Tysiące najwierniejszych fanów ponad miesiąc koczowały przed kinami w śpiworach i namiotach, aby dostać się na pierwsze seanse nowych "Gwiezdnych wojen". Gorączkę oczekiwania podsyciła kampania promocyjna na skalę nieznaną dotąd w dziejach kina.
Premierę "Star Wars episode 1. - Phantom Menace" ("Gwiezdne wojny epizod 1. - Widmowe zagrożenie"), pierwszego odcinka nowej trylogii z cyklu "Star Wars", poprzedziło wznowienie nieco odświeżonego oryginału z 1977 r., projekcja 30-minutowego trailera, czyli zajawki filmu, a wreszcie niezliczona liczba zapowiedzi w prasie, telewizji i Internecie. Mistrzowsko przygotowaną akcję reklamową bezinteresownie wspierali anonimowi entuzjaści dzieła George´a Lucasa. W dniu premiery, 19 maja, ponad dwa miliony Amerykanów zwolniło się z pracy, aby już rano obejrzeć wyczyny rycerzy Jedi. Pracodawcy sami organizowali ludziom wycieczki do kina.
Po pierwszych pokazach pewne jest jedynie, że "Phantom Menace" przyniesie realizatorom górę pieniędzy. Tylko w pierwszym dniu wyświetlania zainkasowano 28,5 miliona dolarów, a koszt produkcji - 115 milionów (najdroższy "Titanic" kosztował ponad 200 mln) - powinien zwrócić się już po tygodniu. Zgodnie z przewidywaniami, film Lucasa pobije też prawdopodobnie światowy rekord frekwencyjny. O ile jednak pierwsze "Star Wars" były rewolucją w rozrywkowym kinie i wydarzeniem kulturowym, to ich dalszy ciąg chyba nie ma na to szans. "Phantom Menace", co tu ukrywać, mocno rozczarowuje.

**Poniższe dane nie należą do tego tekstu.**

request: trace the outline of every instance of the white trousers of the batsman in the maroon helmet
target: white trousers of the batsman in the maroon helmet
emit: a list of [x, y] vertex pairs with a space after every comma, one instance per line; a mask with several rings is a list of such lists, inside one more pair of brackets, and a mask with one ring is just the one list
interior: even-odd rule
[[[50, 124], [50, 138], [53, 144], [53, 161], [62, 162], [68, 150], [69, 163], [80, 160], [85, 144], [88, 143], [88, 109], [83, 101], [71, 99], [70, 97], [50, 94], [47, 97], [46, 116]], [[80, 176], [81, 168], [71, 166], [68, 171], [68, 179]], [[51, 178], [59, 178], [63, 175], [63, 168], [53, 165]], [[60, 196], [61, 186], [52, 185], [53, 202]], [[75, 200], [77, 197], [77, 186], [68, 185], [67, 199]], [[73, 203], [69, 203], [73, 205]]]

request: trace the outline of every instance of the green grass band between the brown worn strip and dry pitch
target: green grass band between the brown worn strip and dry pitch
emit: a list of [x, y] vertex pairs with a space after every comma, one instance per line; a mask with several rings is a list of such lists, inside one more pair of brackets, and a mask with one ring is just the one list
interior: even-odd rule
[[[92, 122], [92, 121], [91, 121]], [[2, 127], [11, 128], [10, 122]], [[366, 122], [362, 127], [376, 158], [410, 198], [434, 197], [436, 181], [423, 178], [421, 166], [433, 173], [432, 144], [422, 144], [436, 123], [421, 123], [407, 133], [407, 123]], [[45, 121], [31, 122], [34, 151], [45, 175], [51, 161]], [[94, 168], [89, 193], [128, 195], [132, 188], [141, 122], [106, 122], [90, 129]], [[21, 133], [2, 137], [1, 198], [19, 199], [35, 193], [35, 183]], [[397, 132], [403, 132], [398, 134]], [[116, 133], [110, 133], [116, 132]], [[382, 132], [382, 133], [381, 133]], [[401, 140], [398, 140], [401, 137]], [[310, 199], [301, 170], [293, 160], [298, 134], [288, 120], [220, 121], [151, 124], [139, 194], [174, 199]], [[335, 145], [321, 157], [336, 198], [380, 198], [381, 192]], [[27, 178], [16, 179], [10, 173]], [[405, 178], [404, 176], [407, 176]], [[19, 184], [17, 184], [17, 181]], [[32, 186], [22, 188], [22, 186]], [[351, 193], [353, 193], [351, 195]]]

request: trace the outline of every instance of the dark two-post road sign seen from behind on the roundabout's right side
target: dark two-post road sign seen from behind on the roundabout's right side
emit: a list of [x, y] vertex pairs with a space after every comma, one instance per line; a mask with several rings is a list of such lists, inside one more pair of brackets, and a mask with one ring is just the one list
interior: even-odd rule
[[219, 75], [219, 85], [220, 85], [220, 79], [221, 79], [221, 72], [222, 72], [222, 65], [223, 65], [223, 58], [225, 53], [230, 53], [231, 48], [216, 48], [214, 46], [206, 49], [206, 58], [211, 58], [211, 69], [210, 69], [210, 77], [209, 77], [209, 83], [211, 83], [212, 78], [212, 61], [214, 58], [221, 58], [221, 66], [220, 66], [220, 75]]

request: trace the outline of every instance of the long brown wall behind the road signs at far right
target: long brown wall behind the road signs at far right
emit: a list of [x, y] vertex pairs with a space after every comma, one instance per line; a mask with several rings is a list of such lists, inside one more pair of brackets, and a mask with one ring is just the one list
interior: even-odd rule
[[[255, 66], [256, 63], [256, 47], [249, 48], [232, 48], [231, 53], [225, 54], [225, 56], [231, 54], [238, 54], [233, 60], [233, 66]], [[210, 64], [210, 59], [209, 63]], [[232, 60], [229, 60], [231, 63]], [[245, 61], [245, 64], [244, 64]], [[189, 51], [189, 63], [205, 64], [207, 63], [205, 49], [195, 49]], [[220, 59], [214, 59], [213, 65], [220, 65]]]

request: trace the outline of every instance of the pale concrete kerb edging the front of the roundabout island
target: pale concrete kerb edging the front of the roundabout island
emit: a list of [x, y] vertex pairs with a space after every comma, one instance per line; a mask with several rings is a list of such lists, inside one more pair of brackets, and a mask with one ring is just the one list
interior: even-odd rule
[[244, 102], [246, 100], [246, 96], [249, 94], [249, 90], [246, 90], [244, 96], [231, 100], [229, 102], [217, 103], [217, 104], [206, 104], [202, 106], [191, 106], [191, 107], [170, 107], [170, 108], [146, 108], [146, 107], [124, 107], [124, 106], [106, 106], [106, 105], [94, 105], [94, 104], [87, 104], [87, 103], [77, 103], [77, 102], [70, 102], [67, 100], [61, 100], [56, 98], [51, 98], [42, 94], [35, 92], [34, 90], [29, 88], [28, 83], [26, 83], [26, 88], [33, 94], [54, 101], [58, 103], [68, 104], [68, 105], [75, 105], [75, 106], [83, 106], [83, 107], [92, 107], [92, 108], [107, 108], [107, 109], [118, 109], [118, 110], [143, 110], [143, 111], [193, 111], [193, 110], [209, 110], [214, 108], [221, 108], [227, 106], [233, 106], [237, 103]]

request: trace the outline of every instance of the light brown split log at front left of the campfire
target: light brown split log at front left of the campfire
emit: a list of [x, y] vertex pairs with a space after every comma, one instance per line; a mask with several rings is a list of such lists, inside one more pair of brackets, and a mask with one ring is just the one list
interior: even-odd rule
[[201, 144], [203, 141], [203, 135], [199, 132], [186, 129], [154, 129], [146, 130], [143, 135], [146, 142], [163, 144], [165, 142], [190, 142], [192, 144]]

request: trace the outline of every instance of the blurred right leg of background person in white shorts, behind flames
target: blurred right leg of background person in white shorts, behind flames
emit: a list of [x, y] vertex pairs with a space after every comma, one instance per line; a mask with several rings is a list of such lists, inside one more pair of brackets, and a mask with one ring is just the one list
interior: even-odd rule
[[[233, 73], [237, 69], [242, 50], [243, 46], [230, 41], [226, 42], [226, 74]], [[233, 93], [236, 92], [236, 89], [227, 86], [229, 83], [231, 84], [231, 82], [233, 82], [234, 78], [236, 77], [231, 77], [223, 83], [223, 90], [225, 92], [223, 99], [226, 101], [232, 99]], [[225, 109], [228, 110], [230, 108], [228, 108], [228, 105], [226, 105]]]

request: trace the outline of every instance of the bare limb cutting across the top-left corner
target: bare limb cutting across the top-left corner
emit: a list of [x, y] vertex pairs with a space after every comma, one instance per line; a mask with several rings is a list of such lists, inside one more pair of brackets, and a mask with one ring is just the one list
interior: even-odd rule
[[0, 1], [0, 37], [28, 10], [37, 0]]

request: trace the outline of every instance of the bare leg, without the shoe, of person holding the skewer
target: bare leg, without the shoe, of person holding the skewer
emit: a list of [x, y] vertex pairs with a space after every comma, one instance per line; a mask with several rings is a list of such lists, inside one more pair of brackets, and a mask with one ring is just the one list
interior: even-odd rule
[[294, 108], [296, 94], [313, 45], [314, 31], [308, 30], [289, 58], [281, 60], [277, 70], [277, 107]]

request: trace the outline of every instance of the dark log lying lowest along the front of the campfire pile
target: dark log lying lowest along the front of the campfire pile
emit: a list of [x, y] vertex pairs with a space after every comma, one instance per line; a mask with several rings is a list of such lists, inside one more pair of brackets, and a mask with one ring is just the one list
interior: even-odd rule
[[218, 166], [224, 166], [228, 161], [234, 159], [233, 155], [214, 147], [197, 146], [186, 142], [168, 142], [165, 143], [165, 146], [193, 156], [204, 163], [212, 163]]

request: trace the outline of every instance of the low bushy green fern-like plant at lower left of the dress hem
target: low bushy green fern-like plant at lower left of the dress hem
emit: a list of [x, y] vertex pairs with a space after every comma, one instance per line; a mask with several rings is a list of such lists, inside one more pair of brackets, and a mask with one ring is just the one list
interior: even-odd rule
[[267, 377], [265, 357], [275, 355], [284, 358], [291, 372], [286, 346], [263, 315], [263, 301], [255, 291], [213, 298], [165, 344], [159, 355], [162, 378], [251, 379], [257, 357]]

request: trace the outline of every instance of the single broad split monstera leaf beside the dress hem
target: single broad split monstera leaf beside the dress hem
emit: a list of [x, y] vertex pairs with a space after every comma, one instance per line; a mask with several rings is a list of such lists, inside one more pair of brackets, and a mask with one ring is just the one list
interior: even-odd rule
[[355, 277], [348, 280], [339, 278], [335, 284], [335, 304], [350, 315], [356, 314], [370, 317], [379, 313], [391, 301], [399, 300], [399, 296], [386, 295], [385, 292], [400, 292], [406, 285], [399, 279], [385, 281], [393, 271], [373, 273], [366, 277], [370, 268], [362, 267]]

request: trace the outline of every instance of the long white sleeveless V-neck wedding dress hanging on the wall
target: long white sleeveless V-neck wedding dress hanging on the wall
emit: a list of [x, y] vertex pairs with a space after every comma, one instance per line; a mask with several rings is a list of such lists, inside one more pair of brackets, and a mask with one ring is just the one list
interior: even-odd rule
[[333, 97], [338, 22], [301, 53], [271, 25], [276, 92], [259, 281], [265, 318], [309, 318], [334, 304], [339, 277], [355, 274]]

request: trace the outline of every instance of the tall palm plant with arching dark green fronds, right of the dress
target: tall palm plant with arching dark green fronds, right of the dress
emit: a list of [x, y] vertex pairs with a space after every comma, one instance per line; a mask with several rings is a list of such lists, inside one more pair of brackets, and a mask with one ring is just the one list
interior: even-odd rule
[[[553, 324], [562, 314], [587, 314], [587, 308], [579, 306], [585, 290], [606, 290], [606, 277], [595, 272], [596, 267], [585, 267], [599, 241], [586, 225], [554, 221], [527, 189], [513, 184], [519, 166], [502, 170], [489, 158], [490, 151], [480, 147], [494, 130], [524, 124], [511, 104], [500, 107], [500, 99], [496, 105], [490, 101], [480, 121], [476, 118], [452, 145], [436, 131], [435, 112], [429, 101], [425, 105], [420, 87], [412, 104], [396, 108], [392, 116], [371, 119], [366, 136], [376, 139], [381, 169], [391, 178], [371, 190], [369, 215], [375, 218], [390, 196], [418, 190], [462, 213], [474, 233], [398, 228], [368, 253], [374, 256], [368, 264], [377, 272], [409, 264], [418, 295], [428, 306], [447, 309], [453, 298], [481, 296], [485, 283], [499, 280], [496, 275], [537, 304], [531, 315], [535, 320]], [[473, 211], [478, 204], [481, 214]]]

Akcja filmu dzieje się kilkadziesiąt lat wcześniej niż akcja owych "Gwiezdnych wojen" - poznajemy w nim kilkuletniego Anakina Skywalkera, czyli przyszłego Dartha Vadera, i młodego Obi Wan Kenobi, późniejszego mistrza sztuki Jedi, granego 27 lat temu przez Aleca Guinnessa. Film zadziwia niebywałymi wręcz, wygenerowanymi na komputerach efektami specjalnymi, przy których tamte sprzed lat wydają się dziś robótką niemalże chałupniczą. Imponuje wizualne bogactwo futurystycznych pejzaży: podwodnego miasta w stylu Art Nouveau, galaktycznej metropolis Corusean, czyli stolicy Republiki i kolorowy przepych barokowo-klasycystycznej architektury królestwa Naboo, które dzielni rycerze Jedi ratują ze szponów demonicznych władców Federacji Handlu.